Hassan a craché à nouveau en lançant un caillou
du chemin dans la direction du vieux bouc chargé de ramener
les égarés vers le troupeau et qui s’attardait sur
une pousse d’arbousier. Personne ne se soucie de lui et pourtant,
certains dimanches, il se rend à Oran en passant par Arcole et
rencontre dans un bouge innommable de Petit Lac, bidonville d’Oran,
un grand arabe fanatique, hautain et osseux qui se prétend
missionné par une personnalité importante venue
d’Egypte et vivant à Tunis, pour recruter et former des
hommes sans peur désireux, d’après ses dires, de
mériter le paradis….
°°°°°°
24
juillet 1956, 5 heures 45 …
Tony,
Emilio, Lucien, David et Ali le fils de Kader, s’étaient
promis solennelle ment
de passer une journée entière ensemble à la
plage de Kristel pendant les grandes vacances.
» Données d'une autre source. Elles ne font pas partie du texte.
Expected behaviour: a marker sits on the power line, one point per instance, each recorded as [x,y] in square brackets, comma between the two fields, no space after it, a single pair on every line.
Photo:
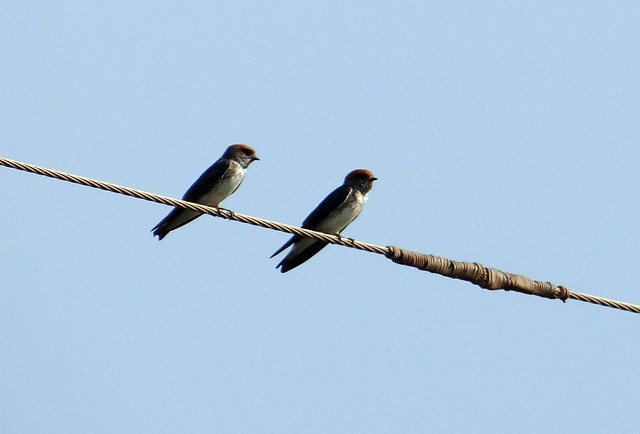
[487,278]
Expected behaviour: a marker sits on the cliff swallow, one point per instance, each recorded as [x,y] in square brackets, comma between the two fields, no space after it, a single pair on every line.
[332,216]
[217,183]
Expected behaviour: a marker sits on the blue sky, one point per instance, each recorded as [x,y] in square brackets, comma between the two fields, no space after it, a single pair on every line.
[503,133]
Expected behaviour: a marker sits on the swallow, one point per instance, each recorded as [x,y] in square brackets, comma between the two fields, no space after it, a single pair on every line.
[331,216]
[217,183]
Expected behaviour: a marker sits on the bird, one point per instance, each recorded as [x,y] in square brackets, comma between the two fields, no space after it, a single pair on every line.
[215,184]
[331,216]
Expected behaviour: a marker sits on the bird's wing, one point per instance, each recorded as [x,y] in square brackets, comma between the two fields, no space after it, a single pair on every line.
[208,178]
[333,201]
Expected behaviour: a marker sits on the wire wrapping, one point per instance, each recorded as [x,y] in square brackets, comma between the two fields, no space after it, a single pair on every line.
[487,278]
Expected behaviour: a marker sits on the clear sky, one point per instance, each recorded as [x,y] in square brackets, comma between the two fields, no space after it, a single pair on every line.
[501,132]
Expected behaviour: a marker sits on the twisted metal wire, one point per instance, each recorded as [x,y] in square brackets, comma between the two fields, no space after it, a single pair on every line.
[487,278]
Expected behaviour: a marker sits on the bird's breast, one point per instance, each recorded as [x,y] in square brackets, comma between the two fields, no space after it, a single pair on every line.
[340,218]
[224,187]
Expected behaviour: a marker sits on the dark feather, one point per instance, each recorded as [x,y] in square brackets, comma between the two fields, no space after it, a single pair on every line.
[210,177]
[334,200]
[290,263]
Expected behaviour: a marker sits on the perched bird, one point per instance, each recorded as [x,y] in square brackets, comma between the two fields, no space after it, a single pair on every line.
[333,214]
[217,183]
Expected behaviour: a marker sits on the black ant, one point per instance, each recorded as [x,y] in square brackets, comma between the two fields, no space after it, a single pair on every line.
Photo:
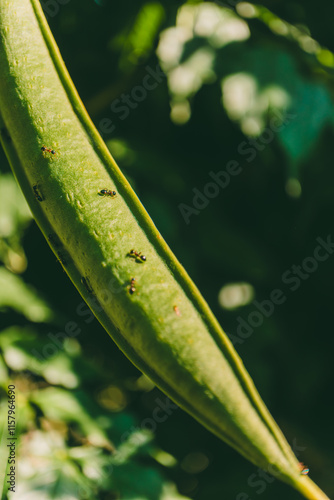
[36,193]
[106,192]
[137,255]
[132,288]
[86,284]
[303,469]
[49,150]
[177,311]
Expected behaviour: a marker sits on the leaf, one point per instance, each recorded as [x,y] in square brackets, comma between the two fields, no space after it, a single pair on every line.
[14,217]
[15,294]
[160,320]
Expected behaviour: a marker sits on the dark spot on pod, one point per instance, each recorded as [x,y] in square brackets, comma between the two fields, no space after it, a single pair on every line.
[37,194]
[48,150]
[54,240]
[62,258]
[107,192]
[5,135]
[137,256]
[86,284]
[132,288]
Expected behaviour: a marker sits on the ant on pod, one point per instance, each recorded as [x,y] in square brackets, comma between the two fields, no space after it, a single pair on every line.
[303,469]
[137,255]
[37,194]
[48,150]
[107,192]
[132,288]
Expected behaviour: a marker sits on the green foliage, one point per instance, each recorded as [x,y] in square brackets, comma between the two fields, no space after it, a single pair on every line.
[255,230]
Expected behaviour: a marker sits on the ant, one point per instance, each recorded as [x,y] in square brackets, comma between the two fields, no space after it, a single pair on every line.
[49,150]
[86,284]
[177,311]
[36,193]
[132,288]
[106,192]
[137,255]
[303,469]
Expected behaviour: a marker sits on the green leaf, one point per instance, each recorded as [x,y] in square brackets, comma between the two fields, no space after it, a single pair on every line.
[15,294]
[164,326]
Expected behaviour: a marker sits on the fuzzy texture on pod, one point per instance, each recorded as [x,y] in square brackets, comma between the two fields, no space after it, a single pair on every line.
[159,320]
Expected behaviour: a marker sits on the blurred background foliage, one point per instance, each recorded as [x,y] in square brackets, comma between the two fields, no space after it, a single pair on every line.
[86,415]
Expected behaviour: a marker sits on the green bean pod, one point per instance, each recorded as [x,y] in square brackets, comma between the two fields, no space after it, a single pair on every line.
[150,308]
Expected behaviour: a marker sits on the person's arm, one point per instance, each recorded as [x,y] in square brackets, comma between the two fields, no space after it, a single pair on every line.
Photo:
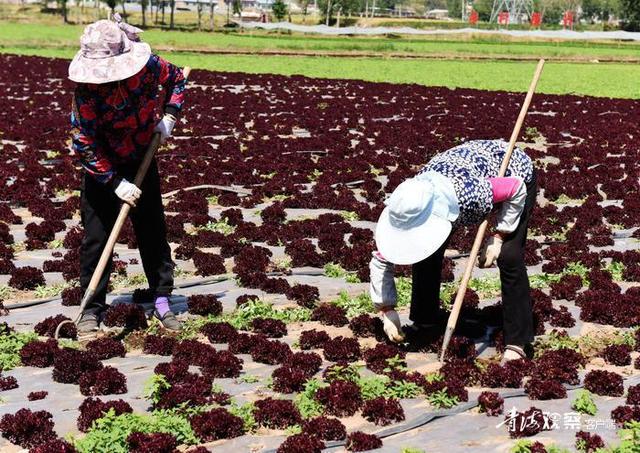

Ce sera le mardi 24
juillet ….c’est à la fois la fête et l’anniversaire
de Christine qui passe l’été à Kristel et elle
plait tant à Emilio ! La jeune fille de Kléber est
interne au Lycée Stéphane Gsell d’Oran, et il la
voit souvent lors des promenades surveillées des internes le
jeudi après-midi à la promenade de Létang ! Les
cinq larrons, internes eux aussi à Oran aux Lycées
Lamoricière et Ardaillon et amis d’enfance, ont appris à
nager ensemble et les premiers émois amoureux, les fou-rires
et concours de vitesse à la nage jusqu’au rocher plat ou à
l’aplomb du bateau coulé face à la crique, les
longues soirées à la belle étoile sur le sable
encore tiède, les ont marqués à jamais. Que de
plaisir de pratiquer pour la galerie le saut de l’ange ou de la
carpe depuis le rocher carré et plus tard de sauter sans peur
de la falaise du « Nid de Pierrots » ! Ils
forment une équipe soudée composée d’adolescents
bravant quelques remarques acides d’adultes bien-pensants de tous
bords. Hier après-midi, ils ont établi la liste des
affaires à emporter lors d’une réunion tenue au
jardin public de Saint-Cloud, assis autour du bassin rond surmonté
d’un « mankenpiss » de bronze, …Ne pas
oublier maillots, masques et tubas, la corbeille à légumes
avec sa chambre à air pour les oursins, les cabacets à
attacher sur les porte-bagages des vélos, avec du pain
et des mantecaos de chez Annette, la frita au lapin préparée
par Maria la mère d’Emilio tôt avant le départ
prévu à 6h30 et un couscous spécial pique-nique
concocté par Aïcha la sœur d’Ali et qui habite à
St Cloud à la ferme Montréal. Lucien s’est présenté
avec du raisin muscat de sa treille, un riz au lait à la
cannelle de sa grand-mère et du nougat dur d’Espagne. Des
briques à l’œuf préparées par Rachel, la mère
de David et saucisson sec, soubressade et longanisse achetés
par Incarnation, la mère de Tony, sont venus compléter
cet assortiment de mets à l’image de la bande de copains.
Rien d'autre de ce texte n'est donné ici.